Feature Branch: 007-observability-lgtm-compose
Created: 2026-04-05
Status: Implemented
Input: Transition delta from 006-messaging-nats-replacement

User Stories​

  • As a developer, I want to run TraderX plus observability locally and inspect system behavior without changing app code paths.
  • As a maintainer, I want dashboards, logs, and probes provisioned automatically so every generated runtime has the same observability baseline.
  • As a platform engineer, I want this to remain a non-functional state with no API/contract drift from state 006.

Functional Requirements​

  • FR-01101: End-to-end functional behavior from state 006 (trade submit, processing, realtime updates, blotters) remains unchanged.
  • FR-01102: No new business API endpoints are introduced by this state.

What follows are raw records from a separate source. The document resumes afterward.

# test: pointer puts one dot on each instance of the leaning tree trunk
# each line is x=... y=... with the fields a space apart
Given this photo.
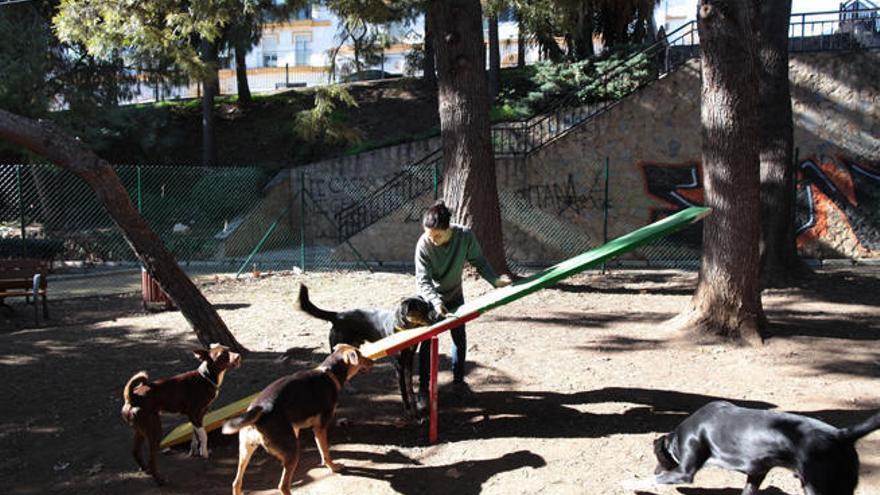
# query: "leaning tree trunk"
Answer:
x=494 y=59
x=780 y=263
x=210 y=89
x=727 y=301
x=429 y=67
x=469 y=182
x=244 y=89
x=46 y=140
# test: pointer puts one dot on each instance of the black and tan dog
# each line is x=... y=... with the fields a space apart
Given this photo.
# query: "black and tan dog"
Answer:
x=188 y=393
x=306 y=399
x=357 y=326
x=753 y=441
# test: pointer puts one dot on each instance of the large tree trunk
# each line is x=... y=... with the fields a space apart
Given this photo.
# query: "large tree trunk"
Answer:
x=583 y=38
x=780 y=263
x=46 y=140
x=520 y=42
x=210 y=89
x=469 y=183
x=494 y=59
x=429 y=68
x=244 y=89
x=727 y=301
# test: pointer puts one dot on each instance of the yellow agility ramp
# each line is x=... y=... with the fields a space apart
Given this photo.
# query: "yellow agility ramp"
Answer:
x=489 y=301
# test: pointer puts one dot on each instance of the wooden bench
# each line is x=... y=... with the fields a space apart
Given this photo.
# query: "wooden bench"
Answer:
x=27 y=278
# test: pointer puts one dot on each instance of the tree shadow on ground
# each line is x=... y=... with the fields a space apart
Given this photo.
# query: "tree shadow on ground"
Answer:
x=464 y=478
x=854 y=285
x=539 y=414
x=533 y=414
x=586 y=319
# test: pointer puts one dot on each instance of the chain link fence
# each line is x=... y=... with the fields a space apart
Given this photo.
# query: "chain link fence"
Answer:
x=243 y=220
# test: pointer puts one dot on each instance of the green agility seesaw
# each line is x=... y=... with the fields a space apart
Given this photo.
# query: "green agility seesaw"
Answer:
x=487 y=302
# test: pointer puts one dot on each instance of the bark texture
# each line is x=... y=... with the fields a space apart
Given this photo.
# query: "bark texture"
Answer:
x=469 y=182
x=46 y=140
x=780 y=263
x=727 y=301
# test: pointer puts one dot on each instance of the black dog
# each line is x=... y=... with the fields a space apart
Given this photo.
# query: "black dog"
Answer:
x=357 y=326
x=753 y=441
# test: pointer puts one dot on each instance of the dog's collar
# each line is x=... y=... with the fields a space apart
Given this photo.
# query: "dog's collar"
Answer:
x=668 y=447
x=203 y=372
x=329 y=372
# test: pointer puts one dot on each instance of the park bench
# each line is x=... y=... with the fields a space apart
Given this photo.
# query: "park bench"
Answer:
x=24 y=278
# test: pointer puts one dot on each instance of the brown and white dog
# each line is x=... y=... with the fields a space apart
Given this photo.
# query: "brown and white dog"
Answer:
x=188 y=393
x=306 y=399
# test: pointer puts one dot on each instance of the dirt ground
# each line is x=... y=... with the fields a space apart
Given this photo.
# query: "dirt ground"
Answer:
x=569 y=386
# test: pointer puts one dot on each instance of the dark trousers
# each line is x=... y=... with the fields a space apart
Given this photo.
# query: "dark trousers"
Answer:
x=459 y=353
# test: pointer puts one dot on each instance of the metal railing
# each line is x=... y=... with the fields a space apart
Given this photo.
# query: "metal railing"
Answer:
x=825 y=31
x=407 y=185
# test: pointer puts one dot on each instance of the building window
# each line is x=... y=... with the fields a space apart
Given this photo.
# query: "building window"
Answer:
x=270 y=50
x=270 y=59
x=302 y=49
x=303 y=13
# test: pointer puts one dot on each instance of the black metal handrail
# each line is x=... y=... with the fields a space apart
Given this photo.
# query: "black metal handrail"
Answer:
x=406 y=185
x=857 y=28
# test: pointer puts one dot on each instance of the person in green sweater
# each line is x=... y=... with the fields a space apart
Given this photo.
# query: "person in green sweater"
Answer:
x=441 y=252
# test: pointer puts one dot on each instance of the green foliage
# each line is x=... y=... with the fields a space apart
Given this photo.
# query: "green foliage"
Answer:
x=24 y=61
x=608 y=77
x=323 y=123
x=509 y=111
x=152 y=34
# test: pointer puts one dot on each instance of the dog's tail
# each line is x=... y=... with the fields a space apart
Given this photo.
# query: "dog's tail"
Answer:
x=138 y=378
x=856 y=432
x=306 y=305
x=250 y=417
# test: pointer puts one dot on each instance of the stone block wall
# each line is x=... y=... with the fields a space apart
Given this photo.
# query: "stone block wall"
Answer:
x=552 y=200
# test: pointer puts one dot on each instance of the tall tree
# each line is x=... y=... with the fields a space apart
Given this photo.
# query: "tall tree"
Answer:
x=210 y=90
x=469 y=182
x=727 y=300
x=780 y=262
x=429 y=68
x=46 y=140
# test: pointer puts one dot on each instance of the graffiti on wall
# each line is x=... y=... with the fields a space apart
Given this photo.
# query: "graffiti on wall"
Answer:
x=827 y=189
x=675 y=186
x=565 y=195
x=841 y=188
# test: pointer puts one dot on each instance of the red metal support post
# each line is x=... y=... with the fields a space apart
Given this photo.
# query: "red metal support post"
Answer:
x=432 y=390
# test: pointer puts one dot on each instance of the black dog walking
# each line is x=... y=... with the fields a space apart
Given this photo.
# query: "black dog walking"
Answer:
x=753 y=441
x=357 y=326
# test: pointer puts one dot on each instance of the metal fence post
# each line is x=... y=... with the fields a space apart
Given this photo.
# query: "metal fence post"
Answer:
x=605 y=211
x=302 y=221
x=436 y=180
x=140 y=191
x=21 y=211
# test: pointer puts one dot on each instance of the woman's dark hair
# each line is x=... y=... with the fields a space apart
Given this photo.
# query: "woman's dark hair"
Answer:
x=437 y=216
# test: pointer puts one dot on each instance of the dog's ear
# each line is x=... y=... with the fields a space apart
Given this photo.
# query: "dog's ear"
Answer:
x=664 y=459
x=202 y=354
x=350 y=357
x=401 y=313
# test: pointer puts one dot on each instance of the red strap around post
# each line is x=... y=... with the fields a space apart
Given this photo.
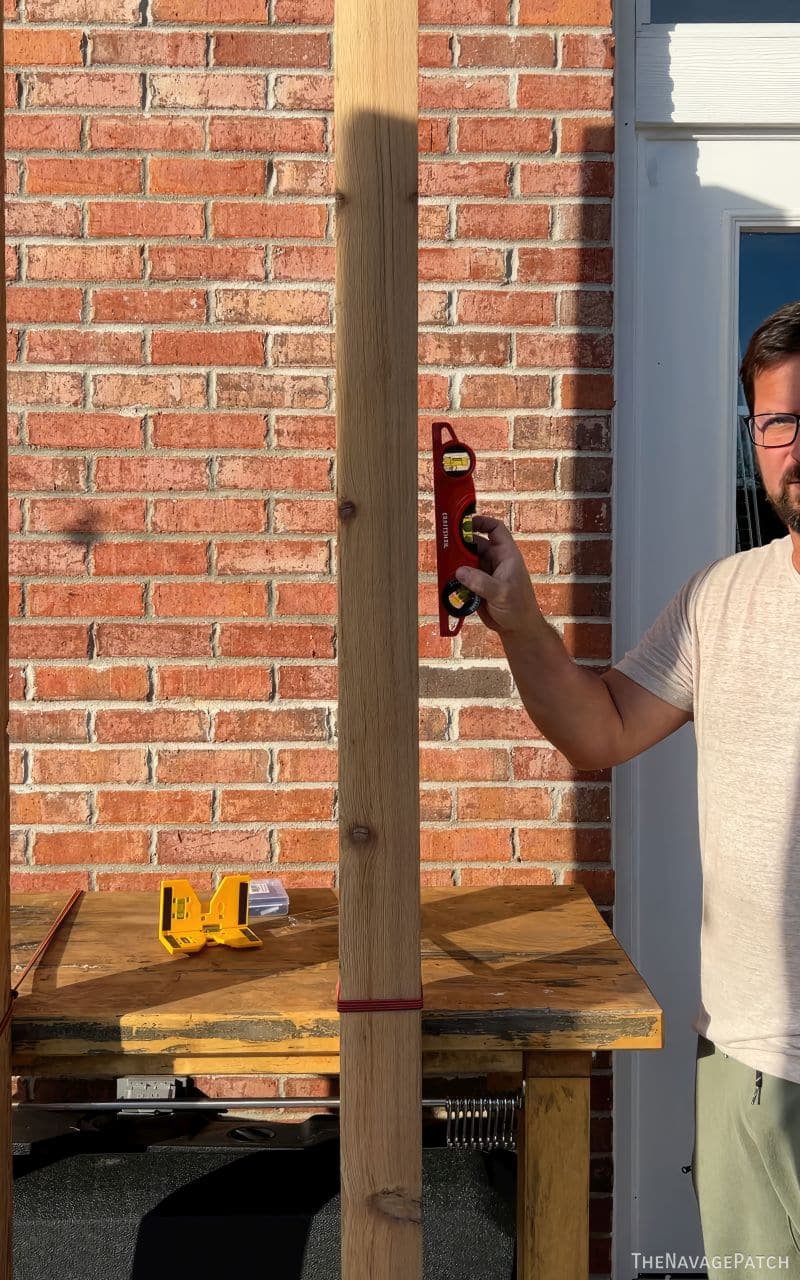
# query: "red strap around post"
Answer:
x=40 y=951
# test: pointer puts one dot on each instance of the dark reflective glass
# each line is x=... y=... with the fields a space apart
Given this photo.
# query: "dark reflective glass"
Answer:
x=723 y=10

Non-Functional Requirements​

  • NFR-01101: Compose runtime includes Grafana, Prometheus, Loki, Tempo, Promtail, OpenTelemetry Collector, and Blackbox Exporter.
  • NFR-01102: Grafana starts with pre-provisioned datasources and dashboards from checked-in files.
  • NFR-01103: Prometheus continuously probes key TraderX endpoints and exposes availability/latency metrics.
  • NFR-01104: Container logs are collected into Loki and queryable from Grafana.
  • NFR-01105: Observability stack availability endpoints are healthy before state startup is considered complete.
  • NFR-01106: Every service in this state that exposes Prometheus-compatible metrics MUST be scraped by Prometheus and represented in at least one provisioned Grafana dashboard.
  • NFR-01107: Smoke tests MUST validate non-empty Loki-backed dashboard content (runtime and service-filtered log queries), not only dashboard provisioning.
  • NFR-01108: As convergence level C1, generated state branches MUST include .github/workflows/build-and-publish.yml for container image publication.
  • NFR-01109: C1 image publication namespace MUST use ghcr.io/finos/traderx-c1/<component> with immutable commit-SHA tags plus latest.
  • NFR-01110: A generated GHCR run bundle (manifest/config README) MUST be available so this state can run from published images without local source builds.

Success Criteria​

  • SC-01101: ./scripts/start-state-007-observability-lgtm-compose-generated.sh brings up app + observability stack successfully, and --skip-build supports restart without image rebuild.
  • SC-01102: ./scripts/test-state-007-observability-lgtm-compose.sh validates observability endpoints, dashboard provisioning, and baseline functional flow.
  • SC-01104: Smoke checks fail if Grafana dashboards are present but Loki-backed panels have no ingesting log content.
  • SC-01103: http://localhost:3001 shows provisioned TraderX dashboard(s) and connected datasources.
  • SC-01105: Generated branch artifacts include build/publish workflow and C1 GHCR run-bundle assets.